A synopsis of the re-cap of the story: Professor Noah Feldman of Harvard Law School, ueber-polemist, published an article slamming the Modern Orthodox community in which he was raised for its paradoxes as it strives to combine tradition and modernity; he muddied the water or spiced the feast, depending on your perspective, by intertwining his own personal saga into his article: he's married to a non-Jew, and is having problems with the tensions this causes with some of his previous world-mates. The article launched a hurricane of responses. Here is the particularly eloquent response of Rabbi Norman Lamm. My impression is that this is THE STORY of the summer in the world of American Jewry.
And that is an interesting illustration of the real, and perhaps widening, gap between the Jews of Israel and America. Until Sheleg's article this morning there was no public awareness of any of this in Israel - nor will there now be any excitement. Sheleg, one of the more interesting and serious journalists at Haaretz, picked up on the story partially because he was in the States recently.

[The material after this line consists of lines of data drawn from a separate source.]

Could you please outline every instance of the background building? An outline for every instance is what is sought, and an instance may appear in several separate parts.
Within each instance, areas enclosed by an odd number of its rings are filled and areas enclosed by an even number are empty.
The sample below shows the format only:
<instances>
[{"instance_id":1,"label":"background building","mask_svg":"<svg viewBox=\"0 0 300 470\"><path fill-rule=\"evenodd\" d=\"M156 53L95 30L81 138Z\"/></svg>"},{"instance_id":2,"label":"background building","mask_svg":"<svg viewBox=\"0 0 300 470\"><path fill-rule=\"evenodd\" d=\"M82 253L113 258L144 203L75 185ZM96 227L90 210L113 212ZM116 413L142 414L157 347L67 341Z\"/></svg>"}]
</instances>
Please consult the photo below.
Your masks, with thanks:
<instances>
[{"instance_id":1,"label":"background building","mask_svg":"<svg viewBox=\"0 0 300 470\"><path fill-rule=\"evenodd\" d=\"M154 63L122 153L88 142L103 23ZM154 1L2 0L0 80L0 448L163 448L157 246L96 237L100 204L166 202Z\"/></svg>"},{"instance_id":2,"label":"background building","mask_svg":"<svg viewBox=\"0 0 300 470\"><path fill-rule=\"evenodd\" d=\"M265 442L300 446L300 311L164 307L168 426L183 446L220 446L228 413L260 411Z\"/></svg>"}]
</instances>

He reported, some people read, and life goes on as usual. You could say this is a sign of Israeli insularity (or some harsher word), but I think it's deeper than that. Being actively Jewish in America is much more a decision (or a never-ending series of decisions) than it is in Israel, and therefore Feldman's discussion of the tension between personal decisions and communal cohesion is so potent (radioactive?) there, but not here.
When I first read his article, back when it was published and before the hurricane, my response was warmly to recommend it to my wife because of the compelling way he described the importance of Jewish learning as a formative influence in his life. Now that's an issue that's relevant to the Israeli scene, where broad sections of the society may be willing literally to die for their Jewish state, but are abysmally ignorant of the wealth of their culture. Feldman could easily teach them.